Alice Walker is best known as the author of “The Color Purple," but she's perhaps equally known for her political activism as a civil rights advocate and feminist. Which is what made it a surprise that she chose to recommend Richard Yates' of “Disturbing the Peace" — a novel following advertising executive John Wilder whose seemingly successful life quietly fractures under the pressure of mundanity, alcoholism, anger, and recklessness.
Yates writes of white men and their mundane sadness, their domestic life and even their existence. His writing has been called simple, conservative, and conventional. He had little success in his lifetime (though his book, “Revolutionary Road” was nominated for a National Book Award alongside “Catch-22”) and until recently was out-of-print.
Alice Walker was drawn to him because his world was so different from hers. But she feels he writes that reality the truest. And maybe that is why, she speculates, that he is not as popular as he should be — his truth is too hard to bear.
This transcript has been edited for clarity and length.
Many people don't know about Yates. He's the man who wrote "Revolutionary Road," which was turned into a movie. I don't know why he's not better known, but anyhow, I was re-reading his book, "Disturbing the Peace."

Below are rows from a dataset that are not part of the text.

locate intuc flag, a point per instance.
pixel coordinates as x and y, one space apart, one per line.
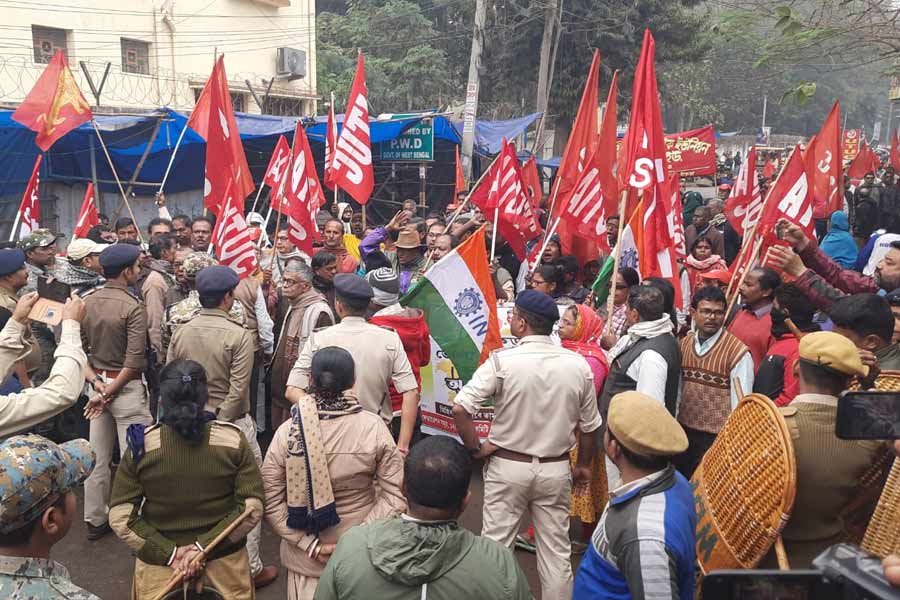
88 215
55 105
352 161
213 119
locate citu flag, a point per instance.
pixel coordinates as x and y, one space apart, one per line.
581 145
300 194
330 141
231 236
744 203
352 162
88 215
646 171
213 120
29 215
55 105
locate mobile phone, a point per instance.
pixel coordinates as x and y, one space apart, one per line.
868 416
53 289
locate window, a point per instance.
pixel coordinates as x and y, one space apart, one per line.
47 40
135 57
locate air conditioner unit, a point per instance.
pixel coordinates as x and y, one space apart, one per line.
291 63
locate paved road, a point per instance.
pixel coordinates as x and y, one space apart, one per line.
105 567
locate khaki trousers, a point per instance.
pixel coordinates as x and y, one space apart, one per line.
130 407
229 575
248 427
544 489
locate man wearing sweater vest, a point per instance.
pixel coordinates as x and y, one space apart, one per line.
711 360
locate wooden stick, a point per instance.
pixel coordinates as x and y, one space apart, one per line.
118 182
177 576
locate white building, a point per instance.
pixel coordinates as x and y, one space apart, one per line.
161 52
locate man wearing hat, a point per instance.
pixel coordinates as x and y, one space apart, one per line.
377 352
115 335
542 395
81 267
185 310
225 350
643 546
407 259
37 509
828 468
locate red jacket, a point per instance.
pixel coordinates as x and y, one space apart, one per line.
413 332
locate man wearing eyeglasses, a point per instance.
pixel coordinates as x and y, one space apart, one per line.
711 360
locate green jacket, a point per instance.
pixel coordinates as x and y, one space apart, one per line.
394 559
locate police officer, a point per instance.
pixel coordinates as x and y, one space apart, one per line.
542 394
377 352
115 336
37 508
225 350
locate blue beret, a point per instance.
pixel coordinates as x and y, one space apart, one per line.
538 303
352 287
216 279
11 260
119 255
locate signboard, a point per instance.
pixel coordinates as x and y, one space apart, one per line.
692 152
413 145
441 383
850 143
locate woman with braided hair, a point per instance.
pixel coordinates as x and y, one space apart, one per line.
320 471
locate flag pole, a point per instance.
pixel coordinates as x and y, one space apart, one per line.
116 175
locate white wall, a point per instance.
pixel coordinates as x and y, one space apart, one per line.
247 31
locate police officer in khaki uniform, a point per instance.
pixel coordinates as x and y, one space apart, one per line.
828 468
115 338
377 352
225 349
542 395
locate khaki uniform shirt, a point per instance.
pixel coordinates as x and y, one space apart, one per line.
115 329
225 349
61 389
542 393
377 354
30 578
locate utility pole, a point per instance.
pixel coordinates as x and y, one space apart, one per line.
471 107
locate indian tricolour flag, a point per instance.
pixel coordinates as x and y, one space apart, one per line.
460 306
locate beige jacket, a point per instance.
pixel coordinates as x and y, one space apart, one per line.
360 451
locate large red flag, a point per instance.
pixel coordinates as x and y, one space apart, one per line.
231 236
55 105
744 203
789 198
645 170
213 119
300 194
895 152
352 163
88 215
330 141
29 214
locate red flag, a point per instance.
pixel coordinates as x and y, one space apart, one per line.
55 105
330 140
231 236
213 119
352 163
645 169
895 153
87 216
532 180
506 193
789 198
744 203
278 164
300 194
29 215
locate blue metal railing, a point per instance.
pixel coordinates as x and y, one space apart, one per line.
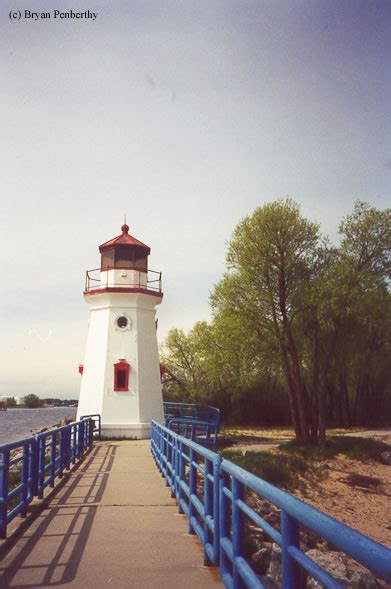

His work is often autobiographical. His world is very different from mine. But for some reason I really like him because I think he's a really great writer.
He's writing about being an alcoholic. Also — because of the alcoholism — [his character is] slowly and not so slowly losing his mind, cheating on his wife and son and his girlfriend.
I find his work just so compelling because he seems to me, among white writers, one of the truest. When you grow up, as we all have in this country, you have a list of writers, a lot of them mostly white writers. I like most of them, Hemingway and everybody, but there's something about Yates.
The world of "Mad Men" is the world of Richard Yates, where they're all basically in advertising. They're selling stuff they don't believe in and they're all drunks and they're all cheating on their wives. But he really gets underneath the skin of the American illusion in a way that very few other white male writers do, because they're either looking toward Europe for some kind of pat on the head or they're trying to do something grand for America.
Yates doesn't care about any of that. He's after the fraudulence of how our culture is always selling stuff it doesn't really care about. But I think he is so that way that many people can't bear to listen.